Editor's Desk: V4R3: More of the Same and then Some

In newspaper publishing there are “evergreens” – headlines that always seem to be current and never age. If we covered politics, “Clinton Presidency Rocked by Scandal” would be a good example of an evergreen. The headline can be recycled because the central subject of the story is the same, while only the names, dates and places may change.

Since we are an AS/400 newspaper, I will forgo my diatribe on the current state of American politics and get to the evergreen at hand; IBM’s V4R3/“Northstar” announcement. This is the third time in twelve months that IBM released a new version of OS/400, while adding significant performance and capacity gains to the underlying hardware.

While V4R1 and V4R2 brought new technology (8-way and 12-way SMP, Domino, Java and NT on the IPCS) to the AS/400, V4R3 polishes the rough edges and puts a shine on OS/400 in many respects. As Drew Flaada, IBM’s AS/400 Brand 1998 project manager says, this is the year that IBM leveled the playing field and added the pieces that critics said were missing from an AS/400 solution.

However, there are three specific areas in September’s V4R3/Northstar announcement that can’t be covered by a standard evergreen. These include Web serving, Northstar CPUs and the effective end of the green screen.

To the best of IBM AS/400 Brand General Manager, Tom Jarosh’s knowledge, the AS/400 has never been successfully hacked. That very fact should make it the top choice as an e-business Web server. With V4R3, IBM continues to drive home the point that the AS/400e Series is a world-class Web server.

V4R3 includes a long list of Web serving enhancements such as WebSphere, Java servlet support, multithreading, digital certificates, persistent connections, automatic browser detection and the ability for the AS/400 to act as a proxy. “There is nothing else that we need,” says Flaada. But if there is, the next turn of the OS/400 crank will undoubtedly include it.

One of the most interesting pieces of this announcement is the fact that a new 8-way Northstar-based system can be thought of as an upgrade to an existing 12-way “Apache”-based Model S40 or 650. With V4R3, the 262 MHz Northstar processor gives the AS/400e Series a more than 94 percent performance growth rate. From low- to high-end, the AS/400e Series now offers scaling of 330 times. You’ll never see performance gains like that come out of the Wintel space.

With all the V4R3 enhancements to the AS/400’s “point-and-click” capabilities, the green-screen era is rapidly drawing to a close. Key among these announcements is the AS/400 NetServer (included in V4R3), which provides native file and print serving for PC clients. Although you can still functionally do more with Client Access (better file transfer and national language support), users no longer need it to tie into the AS/400. “Green screens are not a required environment,” acknowledges Jarosh.

But like any other OS/400 release, V4R3 also contains enhancements to Client Access including support for Windows 98, TCP/IP printer emulation and an AFP 32-bit viewer.

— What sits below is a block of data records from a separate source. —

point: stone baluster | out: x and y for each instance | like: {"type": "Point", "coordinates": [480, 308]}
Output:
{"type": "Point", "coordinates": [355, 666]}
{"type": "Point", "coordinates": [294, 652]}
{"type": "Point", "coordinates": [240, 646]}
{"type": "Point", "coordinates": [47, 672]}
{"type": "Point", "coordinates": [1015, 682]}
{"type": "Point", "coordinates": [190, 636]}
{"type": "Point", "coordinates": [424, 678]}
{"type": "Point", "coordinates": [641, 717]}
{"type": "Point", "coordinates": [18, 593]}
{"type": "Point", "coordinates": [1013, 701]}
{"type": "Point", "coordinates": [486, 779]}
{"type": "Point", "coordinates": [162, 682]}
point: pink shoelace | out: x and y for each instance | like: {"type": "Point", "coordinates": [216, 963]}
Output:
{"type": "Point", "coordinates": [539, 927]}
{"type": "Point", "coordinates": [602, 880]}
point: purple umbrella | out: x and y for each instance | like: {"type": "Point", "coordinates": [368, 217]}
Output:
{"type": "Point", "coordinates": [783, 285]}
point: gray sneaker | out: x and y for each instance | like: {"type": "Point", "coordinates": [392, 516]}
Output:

IBM realizes the AS/400 must be integrated into the Windows reality, but it also has over a million Client Access users that it isn’t going to dead end.

As AS/400 users, IBM’s constant drumbeat of announcements must be a comforting sound. As a newspaper, it gives us plenty to write about. Even though the IT market is now moving in Web years, Rochester is not falling off the technological pace, and we are along for the ride.